---
license: apache-2.0
library_name: mlx
pipeline_tag: text-to-video
tags:
  - mlx
  - text-to-video
  - video-editing
  - video-to-video
  - reference-to-video
  - wan2.1
  - bernini
base_model: ByteDance/Bernini-R-1.3B-Diffusers
---

# Bernini-R-1.3B (MLX)

Apple MLX port of **[ByteDance/Bernini-R-1.3B](https://huggingface.co/ByteDance/Bernini-R-1.3B-Diffusers)** —
the **1.3B** tier of ByteDance's Bernini *Renderer*: a Wan2.1-T2V-1.3B-derived video
generator/editor with **Segment-Aware 3D RoPE** for multi-reference / editing tasks.
The small tier "performs close to the 14B variant on simple tasks such as style transfer,
subtitle or watermark removal, and local editing."

Runs on Apple Silicon via [MLX](https://github.com/ml-explore/mlx) + the
[mlx-video](https://github.com/Blaizzy/mlx-video) Wan backbone.

> **This is the lowest-cost Bernini tier.** For the higher-quality A14B renderer see
> [`mlx-community/Bernini-R-bf16`](https://huggingface.co/mlx-community/Bernini-R-bf16) /
> [`-int4`](https://huggingface.co/mlx-community/Bernini-R-int4).

## ⚠️ Scope: renderer only

Only the Renderer ("-R") is open-sourced upstream. The MLLM semantic **planner** (the
paper's headline "latent semantic planning", a Qwen2.5-VL-7B model) is **not released**.
This port therefore runs with **UMT5 text conditioning only** — the planner-feature
channel is absent (and carries no weights in the released checkpoint).

## Architecture

| | |
|---|---|
| Backbone | **Wan2.1-T2V-1.3B**, single expert (30L · dim 1536 · 12H · ffn 8960) |
| Experts | **one** (`skip_transformer_2: true`, `switch_dit_boundary: 0`) |
| VAE | 16-ch `AutoencoderKLWan` (stock Wan2.1) |
| Text encoder | UMT5-xxl |
| Bernini knobs | `shift 3.0`, `use_src_id_rotary_emb` (SA-3D RoPE — **no extra parameters**) |

Differs from the A14B port only by config: a single 1.3B expert instead of the
high/low-noise A14B pair.
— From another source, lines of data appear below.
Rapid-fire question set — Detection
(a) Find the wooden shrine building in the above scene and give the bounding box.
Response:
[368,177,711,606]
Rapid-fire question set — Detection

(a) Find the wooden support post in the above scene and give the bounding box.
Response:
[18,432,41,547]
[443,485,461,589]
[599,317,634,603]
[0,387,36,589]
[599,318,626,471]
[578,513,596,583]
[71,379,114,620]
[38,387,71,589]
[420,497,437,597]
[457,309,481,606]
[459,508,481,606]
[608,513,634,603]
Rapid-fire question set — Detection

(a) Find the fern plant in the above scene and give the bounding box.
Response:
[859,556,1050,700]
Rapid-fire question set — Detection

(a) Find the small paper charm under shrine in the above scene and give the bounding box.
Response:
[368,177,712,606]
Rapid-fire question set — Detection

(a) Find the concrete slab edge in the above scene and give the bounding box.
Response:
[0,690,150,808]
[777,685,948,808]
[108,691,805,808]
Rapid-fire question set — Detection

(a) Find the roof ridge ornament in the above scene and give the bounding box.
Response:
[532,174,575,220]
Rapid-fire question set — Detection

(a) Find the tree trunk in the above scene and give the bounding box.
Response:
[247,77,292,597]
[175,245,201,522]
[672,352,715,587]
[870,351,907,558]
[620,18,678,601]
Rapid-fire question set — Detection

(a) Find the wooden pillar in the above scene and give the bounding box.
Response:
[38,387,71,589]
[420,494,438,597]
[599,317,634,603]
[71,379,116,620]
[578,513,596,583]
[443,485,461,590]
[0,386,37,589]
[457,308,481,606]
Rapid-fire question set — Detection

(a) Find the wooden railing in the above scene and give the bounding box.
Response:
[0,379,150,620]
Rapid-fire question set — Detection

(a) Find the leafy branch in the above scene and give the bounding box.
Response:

There is no expert-boundary switch.

## Tasks

| Task | Description |
|---|---|
| `t2v` / `t2i` | text-to-video / image |
| `r2v` | reference-to-video — generate a subject from up to K reference images (chained APG) |
| `v2v` | prompt-based video editing (source video injected as conditioning) |
| `rv2v` | reference + video editing |

## Variants

| Repo | Precision | Transformer | + shared |
|---|---|---|---|
| `…-1.3B-bf16` | bfloat16 | 2.6 GB | VAE 0.5 GB · UMT5 10.6 GB |
| `…-1.3B-int4` | 4-bit (group 64) | 0.8 GB | VAE 0.5 GB · UMT5 10.6 GB |

## Provenance & validation

- Architecture: **stock Wan2.1-T2V-1.3B** (verified — diffusers `WanTransformer3DModel`
  keys, no extra tensors; matches `mlx-video` `wan21_t2v_1_3b` exactly: 30L/1536/12H/8960).
  Bernini knobs (`switch_dit_boundary 0`, `shift 3.0`, `use_src_id_rotary_emb`) live in
  the wrapper config; SA-3D RoPE adds **no parameters**.
- Converted fp32 → bf16 from `ByteDance/Bernini-R-1.3B-Diffusers`; VAE/UMT5 are the shared
  stock Wan2.1 components (byte-identical to the A14B port).
- Validated on the CPU stream: key contract bijective (825 file tensors = model params
  minus the derived `freqs` rope buffer); **bf16 forward cosine 0.999983 vs source fp32**;
  int4 per-pass cosine **0.9943** vs bf16 (group 64, ≥0.99 gate).

## License & attribution

Apache-2.0. Derived from ByteDance Bernini-R, Wan2.1 (Wan-AI), and mlx-video. See `NOTICE`.